After he got out of jail, the then-24-year-old Williams returned to his old ways, until one fateful day when he walked into a Fort Lauderdale restaurant. He met a woman named Mary who told him the Lord loved him and was calling on him to preach around the world. "I was too busy checking out her fleshly parts," Williams recalls in the article. But while driving home, he adds, his car suddenly stopped in the middle of the road. Williams began weeping. He pulled over, got down on the ground, and said, "Lord I give you my life." Two years later he became a minister.

The Gospel Truth article does not mention whether Williams went to Bible college, as most ministers do, but Bayne claims he told her he did not. A candidate for clergy of a large denomination usually studies at a seminary and is then ordained and assigned to a church. But anyone can open a nondenominational, independent church and register with the state as a nonprofit organization, which does not have to pay taxes. Because the government does not regulate churches, parishioners are responsible for checking out a pastor's credentials and background. Most assume, however, that churches are part of a larger network or fall under a bishop's purview, according to Dwight Hopkins, professor of theology at the University of Chicago. "There should be some accountability," he says.

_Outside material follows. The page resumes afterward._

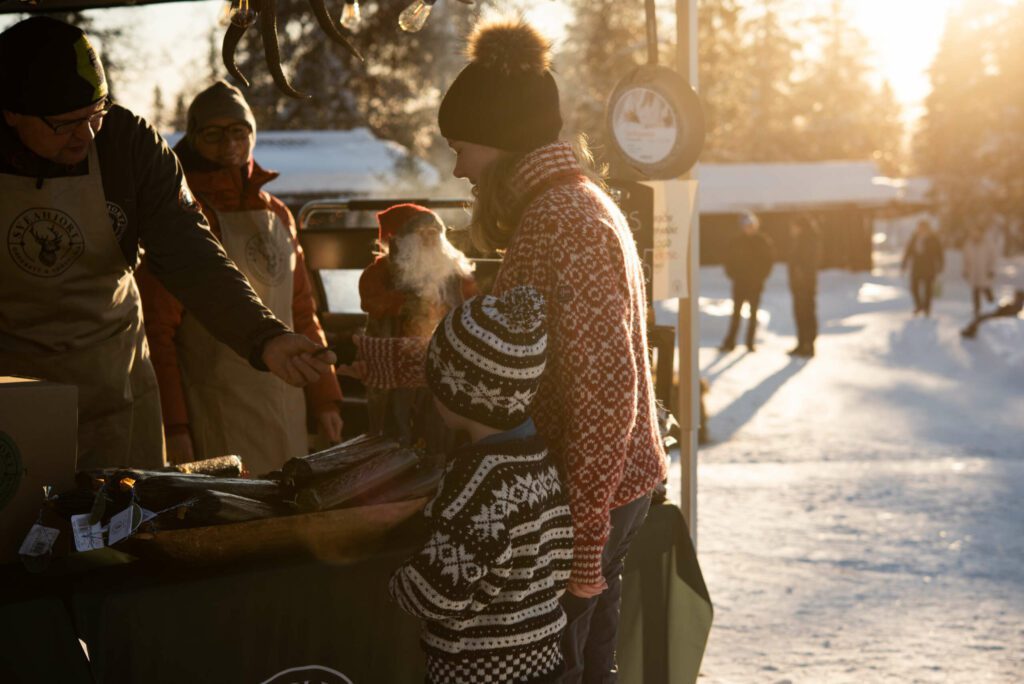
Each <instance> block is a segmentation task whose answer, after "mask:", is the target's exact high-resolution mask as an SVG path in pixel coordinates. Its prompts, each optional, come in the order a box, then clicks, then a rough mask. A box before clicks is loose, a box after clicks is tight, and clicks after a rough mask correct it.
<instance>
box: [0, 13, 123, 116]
mask: <svg viewBox="0 0 1024 684" xmlns="http://www.w3.org/2000/svg"><path fill="white" fill-rule="evenodd" d="M108 94H109V91H108V89H106V77H105V76H104V75H103V66H102V65H101V63H100V62H99V57H97V56H96V51H95V50H94V49H93V48H92V45H91V44H90V43H89V39H88V38H86V36H85V34H84V33H83V32H82V30H81V29H79V28H77V27H73V26H71V25H70V24H65V23H63V22H58V20H56V19H52V18H50V17H48V16H33V17H32V18H28V19H25V20H24V22H19V23H17V24H15V25H14V26H12V27H11V28H9V29H7V30H6V31H4V32H3V33H2V34H0V109H2V110H6V111H8V112H13V113H15V114H26V115H34V116H41V117H49V116H55V115H60V114H68V113H69V112H74V111H76V110H81V109H83V108H86V106H88V105H90V104H93V103H95V102H98V101H99V100H101V99H102V98H104V97H106V95H108Z"/></svg>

Standing five and a half feet tall, Williams is an attractive man with coffee-color skin, dark brown eyes, and a goatee. He dresses suavely for church, wearing tailored suits, high-collared shirts, rings, and bracelets. He travels around the world, offering his services as a visiting minister, and runs another Grace Christian World Church in London, England, according to Bayne and some of his former parishioners. Williams and his family -- which includes his wife, Shernet, and their three children -- live in a house in the exclusive Inverrary section of Lauderhill.